/russian_speech_denoiser

The repository consists of supportive scripts for the Master Thesis research

Primary LanguageJupyter Notebook

Denoiser for Russian speech

Preview

This repository consists of implemented demoisers' forks: DTLN and Demucs, a fork of DNS repository which scripts were used as a base for creating noised datasets with russian speech and additional supportive scripts for dataset prepartion.

Bellow are the steps used for finetuning DTLN-denoiser on russian speech which are needed because as the experiments showed both denoisers perform without finetuning poorly.

Dataset Overview

For model robustness we train denoiser on 2 datasets: Open-stt YouTube speech and Common Voice Version 3.0. We generate in total 100 hours (40h of noised wavs and 10h clean speech for each dataset).

For creating noised dataset we used 3 types of noise from Demand collection:

For proper quality we will add reverb to our clean audio dataset, please load rirs provided in DNS Challange:

Data downloading scripts

  1. Noise, Reverberation and YouTube speech:

Run download.sh script with two arguments: <absolute_path_to_clean_speech_directory> <absolute_path_to_noise_directory>

Note:

Use tar -xvf <downloaded_archive_name.tar.gz> to unpack downloaded files. Due to the server-errors files can be partly downloaded but will be opened correctly.

  1. Mozilla Common voice Version 3.0:

Create noised audio files

For training our denoiser we create dataset that consists of 4 parts 120 hours of speech in total.

  1. 40 hours: configure youtube_noisyspeech_synthesizer.cfg and run youtube_noisyspeech_synthesizer.py.

  2. 40 hours: configure cv_noisyspeech_synthesizer.cfg and run cv_noisyspeech_synthesizer.py.

  3. 20 hours: configure youtube_fake_noisyspeech_synthesizer.cfg and run youtube_fake_noisyspeech_synthesizer.py.

  4. 20 hours: configure cv_fake_noisyspeech_synthesizer.cfg and run cv_fake_noisyspeech_synthesizer.py.

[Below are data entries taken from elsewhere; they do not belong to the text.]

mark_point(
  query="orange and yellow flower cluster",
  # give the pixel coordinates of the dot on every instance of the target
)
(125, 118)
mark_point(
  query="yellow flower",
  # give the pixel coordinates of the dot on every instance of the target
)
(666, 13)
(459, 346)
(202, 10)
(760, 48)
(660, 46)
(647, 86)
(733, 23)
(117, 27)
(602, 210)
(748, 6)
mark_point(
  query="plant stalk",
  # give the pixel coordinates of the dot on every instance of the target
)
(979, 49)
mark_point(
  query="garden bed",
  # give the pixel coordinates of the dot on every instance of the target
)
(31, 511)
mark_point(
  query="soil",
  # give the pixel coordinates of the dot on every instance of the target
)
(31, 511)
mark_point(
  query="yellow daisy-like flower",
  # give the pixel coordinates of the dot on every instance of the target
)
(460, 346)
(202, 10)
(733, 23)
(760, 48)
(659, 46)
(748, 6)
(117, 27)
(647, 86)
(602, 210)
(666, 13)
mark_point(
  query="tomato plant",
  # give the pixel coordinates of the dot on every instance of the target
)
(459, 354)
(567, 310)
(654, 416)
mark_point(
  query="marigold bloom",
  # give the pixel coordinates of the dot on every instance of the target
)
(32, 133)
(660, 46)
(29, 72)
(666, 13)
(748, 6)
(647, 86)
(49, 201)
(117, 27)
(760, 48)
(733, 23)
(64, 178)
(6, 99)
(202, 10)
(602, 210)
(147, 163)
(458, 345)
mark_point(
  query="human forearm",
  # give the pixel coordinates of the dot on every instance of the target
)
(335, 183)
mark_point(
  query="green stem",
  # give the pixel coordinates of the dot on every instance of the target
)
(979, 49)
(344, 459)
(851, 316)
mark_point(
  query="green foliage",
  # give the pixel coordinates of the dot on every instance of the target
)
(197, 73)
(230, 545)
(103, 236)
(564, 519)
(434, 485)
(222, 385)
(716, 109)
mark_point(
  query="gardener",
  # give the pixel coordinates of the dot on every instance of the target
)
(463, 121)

The basic idea of the first 2 scripts:

  • choose 6 or less random audio files from your clean speech folder;

  • stack choosen audio files padded with zeros to create audios of fixed length (provided in transcript);

  • stack transcripts corresponded to the choosen audio files, so you can run ASR and commpute WER;

  • pick random folder from downloaded noise-types;

  • pick random SNR level from the range you provided in a config;

  • generate a mixture of noise and clean audio, considering choosen SNR-level.

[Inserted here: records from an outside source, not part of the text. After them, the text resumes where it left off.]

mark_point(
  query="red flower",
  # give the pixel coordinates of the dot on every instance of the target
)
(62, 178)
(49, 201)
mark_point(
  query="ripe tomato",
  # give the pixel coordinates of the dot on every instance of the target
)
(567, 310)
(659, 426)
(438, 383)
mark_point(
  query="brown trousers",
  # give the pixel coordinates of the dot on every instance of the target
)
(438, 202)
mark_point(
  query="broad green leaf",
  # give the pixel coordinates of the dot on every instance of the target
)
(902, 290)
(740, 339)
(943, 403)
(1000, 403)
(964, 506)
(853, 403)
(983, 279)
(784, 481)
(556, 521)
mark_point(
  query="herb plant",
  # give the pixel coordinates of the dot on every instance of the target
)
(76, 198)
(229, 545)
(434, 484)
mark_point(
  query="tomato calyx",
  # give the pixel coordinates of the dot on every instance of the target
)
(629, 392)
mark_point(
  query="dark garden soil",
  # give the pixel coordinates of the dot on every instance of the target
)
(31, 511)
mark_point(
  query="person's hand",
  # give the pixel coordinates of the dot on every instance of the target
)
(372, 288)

The second 2 scripts also add reverberation and create transcritions but the noisy audio created is actually clean. So we add these samples to make sure that our denoiser processeses clean speech in a correct way.

Note: the are 2 cheet-hardcoded places in the script:

  • we use 6 audiofiles as audio files with the clean speech are about 2 sec and the target length of our audio files is 15 seconds.

  • there's a TCAR noise type that sounds much quiter then the other noise types, so we substract 20 from randomly choosen SNR level if use this noise type.